Direct interstate wine shipping from producers to consumers continues to gain ground in the U.S. as the legal mêlée rumbles into a new decade. A U.S. Court of Appeals recently upheld a district court’s ruling that a Massachusetts’s direct shipping statute adopted in 2006 is unconstitutional because it discriminates against large out-of-state wineries. The Massachusetts’ law prevents wineries producing more than 30,000 gallons of wine per year from shipping wine into the state if they have wholesaler agreements to distribute to the retail level. Small wineries, however, have been permitted to make both direct shipments to consumers and to sell through wholesalers at the retail tier. In order to sell directly to state consumers, big wineries have to apply for a “large winery shipping license” and forfeit their right to distribute their wines through wholesalers to the retail tier.

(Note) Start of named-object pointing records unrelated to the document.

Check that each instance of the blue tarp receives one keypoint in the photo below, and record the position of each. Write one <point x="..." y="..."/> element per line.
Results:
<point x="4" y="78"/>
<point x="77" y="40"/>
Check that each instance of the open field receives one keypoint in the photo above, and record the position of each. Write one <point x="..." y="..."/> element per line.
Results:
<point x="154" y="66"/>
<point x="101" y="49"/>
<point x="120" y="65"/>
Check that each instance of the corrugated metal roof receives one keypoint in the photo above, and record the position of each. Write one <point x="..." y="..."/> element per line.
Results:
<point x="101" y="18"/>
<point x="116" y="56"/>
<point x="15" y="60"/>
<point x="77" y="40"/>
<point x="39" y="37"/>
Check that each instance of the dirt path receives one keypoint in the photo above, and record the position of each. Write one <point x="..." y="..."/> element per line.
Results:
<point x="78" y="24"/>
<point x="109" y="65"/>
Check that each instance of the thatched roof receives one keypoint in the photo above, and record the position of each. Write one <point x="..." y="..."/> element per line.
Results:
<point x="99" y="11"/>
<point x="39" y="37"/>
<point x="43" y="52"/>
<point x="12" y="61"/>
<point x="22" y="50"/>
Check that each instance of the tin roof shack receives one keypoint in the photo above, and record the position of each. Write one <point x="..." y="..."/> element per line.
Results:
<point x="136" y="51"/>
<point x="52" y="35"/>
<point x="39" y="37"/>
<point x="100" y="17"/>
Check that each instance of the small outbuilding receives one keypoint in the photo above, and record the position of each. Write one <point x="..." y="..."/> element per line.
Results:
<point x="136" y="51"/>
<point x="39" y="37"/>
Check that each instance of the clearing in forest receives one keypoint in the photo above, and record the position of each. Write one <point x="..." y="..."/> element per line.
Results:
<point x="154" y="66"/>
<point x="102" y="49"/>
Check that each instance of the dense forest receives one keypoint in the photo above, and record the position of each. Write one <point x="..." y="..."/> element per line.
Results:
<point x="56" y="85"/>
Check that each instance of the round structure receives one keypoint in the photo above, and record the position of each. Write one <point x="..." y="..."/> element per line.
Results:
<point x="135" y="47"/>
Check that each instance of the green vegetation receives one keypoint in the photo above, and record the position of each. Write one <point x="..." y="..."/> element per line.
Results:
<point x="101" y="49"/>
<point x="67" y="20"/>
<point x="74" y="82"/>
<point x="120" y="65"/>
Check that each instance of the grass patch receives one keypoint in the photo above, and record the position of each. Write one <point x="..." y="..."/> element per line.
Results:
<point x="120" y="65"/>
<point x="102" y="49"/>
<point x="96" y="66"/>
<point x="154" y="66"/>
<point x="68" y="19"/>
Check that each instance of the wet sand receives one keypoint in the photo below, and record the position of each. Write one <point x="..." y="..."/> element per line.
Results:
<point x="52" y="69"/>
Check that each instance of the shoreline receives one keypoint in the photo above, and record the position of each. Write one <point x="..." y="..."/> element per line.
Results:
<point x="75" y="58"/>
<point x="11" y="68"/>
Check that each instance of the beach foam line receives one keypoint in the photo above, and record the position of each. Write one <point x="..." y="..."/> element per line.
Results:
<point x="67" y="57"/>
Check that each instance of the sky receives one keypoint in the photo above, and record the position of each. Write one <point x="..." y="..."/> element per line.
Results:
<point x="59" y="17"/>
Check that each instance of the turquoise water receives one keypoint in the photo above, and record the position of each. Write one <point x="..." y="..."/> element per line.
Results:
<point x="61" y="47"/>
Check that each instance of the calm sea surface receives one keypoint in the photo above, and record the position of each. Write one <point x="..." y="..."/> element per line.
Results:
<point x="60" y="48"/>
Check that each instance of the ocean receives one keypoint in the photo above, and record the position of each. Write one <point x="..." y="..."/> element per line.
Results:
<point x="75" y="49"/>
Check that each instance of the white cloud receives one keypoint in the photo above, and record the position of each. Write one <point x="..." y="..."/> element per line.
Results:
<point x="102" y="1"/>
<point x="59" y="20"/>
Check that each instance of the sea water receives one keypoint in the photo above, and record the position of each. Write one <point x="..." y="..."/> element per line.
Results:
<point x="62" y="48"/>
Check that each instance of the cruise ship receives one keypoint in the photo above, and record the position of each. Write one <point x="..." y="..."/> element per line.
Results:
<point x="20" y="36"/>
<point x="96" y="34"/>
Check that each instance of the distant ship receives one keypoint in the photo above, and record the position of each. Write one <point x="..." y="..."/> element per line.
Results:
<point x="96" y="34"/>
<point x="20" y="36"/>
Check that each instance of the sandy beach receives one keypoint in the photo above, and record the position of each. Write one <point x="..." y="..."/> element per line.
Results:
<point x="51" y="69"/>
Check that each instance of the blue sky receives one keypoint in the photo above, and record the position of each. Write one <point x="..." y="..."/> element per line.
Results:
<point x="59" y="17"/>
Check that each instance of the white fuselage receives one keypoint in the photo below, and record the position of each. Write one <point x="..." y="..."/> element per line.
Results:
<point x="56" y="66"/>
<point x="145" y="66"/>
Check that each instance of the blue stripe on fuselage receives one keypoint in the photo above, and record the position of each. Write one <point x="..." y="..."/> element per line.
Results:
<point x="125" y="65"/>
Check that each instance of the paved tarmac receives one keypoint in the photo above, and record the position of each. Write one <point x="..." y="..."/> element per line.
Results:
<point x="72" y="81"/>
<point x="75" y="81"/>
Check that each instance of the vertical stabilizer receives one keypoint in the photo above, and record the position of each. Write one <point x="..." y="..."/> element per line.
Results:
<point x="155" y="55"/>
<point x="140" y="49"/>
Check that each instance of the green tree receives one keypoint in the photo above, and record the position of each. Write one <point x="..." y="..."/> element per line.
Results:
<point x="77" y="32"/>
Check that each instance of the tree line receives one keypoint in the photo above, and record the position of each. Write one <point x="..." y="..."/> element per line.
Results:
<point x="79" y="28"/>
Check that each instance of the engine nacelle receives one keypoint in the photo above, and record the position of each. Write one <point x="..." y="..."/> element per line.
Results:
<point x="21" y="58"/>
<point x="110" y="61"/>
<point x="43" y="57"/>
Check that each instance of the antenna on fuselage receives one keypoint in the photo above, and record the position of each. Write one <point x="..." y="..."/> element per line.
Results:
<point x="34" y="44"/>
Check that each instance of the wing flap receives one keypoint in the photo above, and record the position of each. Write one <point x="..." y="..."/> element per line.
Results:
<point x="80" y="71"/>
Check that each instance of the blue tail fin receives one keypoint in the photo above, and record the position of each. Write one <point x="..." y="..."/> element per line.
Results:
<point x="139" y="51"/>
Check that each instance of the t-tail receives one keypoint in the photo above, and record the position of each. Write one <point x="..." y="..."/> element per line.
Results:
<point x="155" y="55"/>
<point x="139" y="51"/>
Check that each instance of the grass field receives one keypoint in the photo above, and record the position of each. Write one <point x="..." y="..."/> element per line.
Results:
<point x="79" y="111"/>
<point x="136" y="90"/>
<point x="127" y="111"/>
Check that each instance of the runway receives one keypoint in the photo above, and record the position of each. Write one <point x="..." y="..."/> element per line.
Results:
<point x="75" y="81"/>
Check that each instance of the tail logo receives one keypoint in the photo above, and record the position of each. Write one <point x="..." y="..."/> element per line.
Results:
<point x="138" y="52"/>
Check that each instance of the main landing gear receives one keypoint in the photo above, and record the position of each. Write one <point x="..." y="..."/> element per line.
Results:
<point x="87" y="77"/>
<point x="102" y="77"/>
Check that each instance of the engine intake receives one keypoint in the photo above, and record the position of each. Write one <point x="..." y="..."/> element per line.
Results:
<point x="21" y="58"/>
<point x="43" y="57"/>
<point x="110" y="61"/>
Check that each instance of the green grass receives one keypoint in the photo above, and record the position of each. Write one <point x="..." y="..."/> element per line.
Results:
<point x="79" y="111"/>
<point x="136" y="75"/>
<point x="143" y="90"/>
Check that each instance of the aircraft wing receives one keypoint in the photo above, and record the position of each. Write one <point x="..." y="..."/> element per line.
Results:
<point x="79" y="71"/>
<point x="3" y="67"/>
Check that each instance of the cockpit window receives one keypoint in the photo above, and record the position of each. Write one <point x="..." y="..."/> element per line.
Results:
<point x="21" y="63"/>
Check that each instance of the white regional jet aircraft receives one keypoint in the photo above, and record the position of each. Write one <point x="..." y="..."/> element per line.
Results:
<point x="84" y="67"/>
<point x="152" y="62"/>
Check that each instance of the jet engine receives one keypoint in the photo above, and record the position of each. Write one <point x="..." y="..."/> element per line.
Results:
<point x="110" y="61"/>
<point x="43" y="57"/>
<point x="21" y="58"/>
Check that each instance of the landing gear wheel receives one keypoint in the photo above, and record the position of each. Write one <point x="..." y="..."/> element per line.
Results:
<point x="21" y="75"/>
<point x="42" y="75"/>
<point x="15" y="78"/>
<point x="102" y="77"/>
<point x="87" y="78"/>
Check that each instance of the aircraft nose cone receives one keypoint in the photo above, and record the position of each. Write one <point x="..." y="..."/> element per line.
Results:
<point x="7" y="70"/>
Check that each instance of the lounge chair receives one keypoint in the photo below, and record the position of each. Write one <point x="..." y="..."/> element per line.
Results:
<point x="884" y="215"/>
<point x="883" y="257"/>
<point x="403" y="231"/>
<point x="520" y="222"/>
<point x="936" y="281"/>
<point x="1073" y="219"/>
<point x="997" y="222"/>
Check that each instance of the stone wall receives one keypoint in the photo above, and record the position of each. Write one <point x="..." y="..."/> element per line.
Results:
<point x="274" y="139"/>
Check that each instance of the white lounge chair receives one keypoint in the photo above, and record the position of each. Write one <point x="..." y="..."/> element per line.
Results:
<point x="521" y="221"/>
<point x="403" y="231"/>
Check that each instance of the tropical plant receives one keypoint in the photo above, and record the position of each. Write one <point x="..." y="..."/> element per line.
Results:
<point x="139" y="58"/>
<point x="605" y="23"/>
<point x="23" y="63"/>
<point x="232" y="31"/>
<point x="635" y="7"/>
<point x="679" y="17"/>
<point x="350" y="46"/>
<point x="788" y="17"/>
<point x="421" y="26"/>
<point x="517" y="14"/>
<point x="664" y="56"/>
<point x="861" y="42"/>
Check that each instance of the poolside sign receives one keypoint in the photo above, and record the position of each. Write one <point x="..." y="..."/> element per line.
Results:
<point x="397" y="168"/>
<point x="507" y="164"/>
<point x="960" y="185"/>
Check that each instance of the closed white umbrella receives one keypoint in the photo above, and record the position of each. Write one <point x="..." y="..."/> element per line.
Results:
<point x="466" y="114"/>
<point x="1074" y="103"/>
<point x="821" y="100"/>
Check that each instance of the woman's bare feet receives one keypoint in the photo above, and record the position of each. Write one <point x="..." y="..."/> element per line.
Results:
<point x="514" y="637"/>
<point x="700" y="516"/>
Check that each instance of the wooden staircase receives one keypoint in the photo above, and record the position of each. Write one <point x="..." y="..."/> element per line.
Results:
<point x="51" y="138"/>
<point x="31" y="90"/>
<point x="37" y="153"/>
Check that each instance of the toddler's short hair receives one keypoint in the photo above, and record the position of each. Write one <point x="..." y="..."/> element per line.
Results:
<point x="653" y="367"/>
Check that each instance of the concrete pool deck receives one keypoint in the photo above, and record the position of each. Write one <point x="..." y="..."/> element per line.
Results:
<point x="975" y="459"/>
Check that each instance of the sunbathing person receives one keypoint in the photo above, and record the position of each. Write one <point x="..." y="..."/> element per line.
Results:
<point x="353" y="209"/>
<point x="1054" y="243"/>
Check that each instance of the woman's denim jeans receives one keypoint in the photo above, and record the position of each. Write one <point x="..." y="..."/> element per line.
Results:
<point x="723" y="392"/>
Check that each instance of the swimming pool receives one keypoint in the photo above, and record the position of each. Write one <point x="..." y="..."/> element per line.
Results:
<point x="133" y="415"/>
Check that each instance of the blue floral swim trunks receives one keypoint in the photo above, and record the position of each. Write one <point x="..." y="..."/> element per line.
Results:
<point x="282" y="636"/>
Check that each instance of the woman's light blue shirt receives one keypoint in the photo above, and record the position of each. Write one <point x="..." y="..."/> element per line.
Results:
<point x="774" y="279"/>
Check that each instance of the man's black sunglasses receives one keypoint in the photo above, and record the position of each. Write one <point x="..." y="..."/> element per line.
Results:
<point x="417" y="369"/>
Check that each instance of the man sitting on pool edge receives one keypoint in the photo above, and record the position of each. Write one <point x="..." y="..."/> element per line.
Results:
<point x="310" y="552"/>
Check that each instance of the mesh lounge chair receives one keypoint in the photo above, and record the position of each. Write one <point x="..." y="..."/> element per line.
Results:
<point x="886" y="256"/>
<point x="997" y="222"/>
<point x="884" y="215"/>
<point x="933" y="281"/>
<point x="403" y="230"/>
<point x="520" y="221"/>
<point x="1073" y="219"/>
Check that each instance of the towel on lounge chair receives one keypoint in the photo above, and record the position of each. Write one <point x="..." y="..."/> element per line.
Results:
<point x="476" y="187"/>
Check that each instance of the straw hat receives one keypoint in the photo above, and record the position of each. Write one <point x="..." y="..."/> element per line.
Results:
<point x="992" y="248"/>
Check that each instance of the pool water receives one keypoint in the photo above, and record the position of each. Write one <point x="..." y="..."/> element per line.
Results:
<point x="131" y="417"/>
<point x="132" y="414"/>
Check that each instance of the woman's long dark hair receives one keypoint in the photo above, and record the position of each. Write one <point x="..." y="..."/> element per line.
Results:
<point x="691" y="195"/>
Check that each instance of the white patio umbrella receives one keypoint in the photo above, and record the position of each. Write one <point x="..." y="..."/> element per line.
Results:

While the January 14 ruling from the U.S. Court of Appeals for the First Circuit was a victory for direct shipping advocates, steep obstacles remain for direct interstate wine shipping in Massachusetts, including a provision requiring transporters to hold a permit for each delivery vehicle. This stipulation has kept major shipping companies such as FedEx and UPS away from the direct shipping business in Massachusetts. The state’s customer aggregate volume limit also limits the delivery of wine to 240 liters, or 320 750-ml bottles, per consumer from all wineries nationwide. This provision discourages wineries because it requires them to keep track of how much wine a consumer has purchased from all wineries. Violating this provision could lead to stiff fines and the loss of shipping rights.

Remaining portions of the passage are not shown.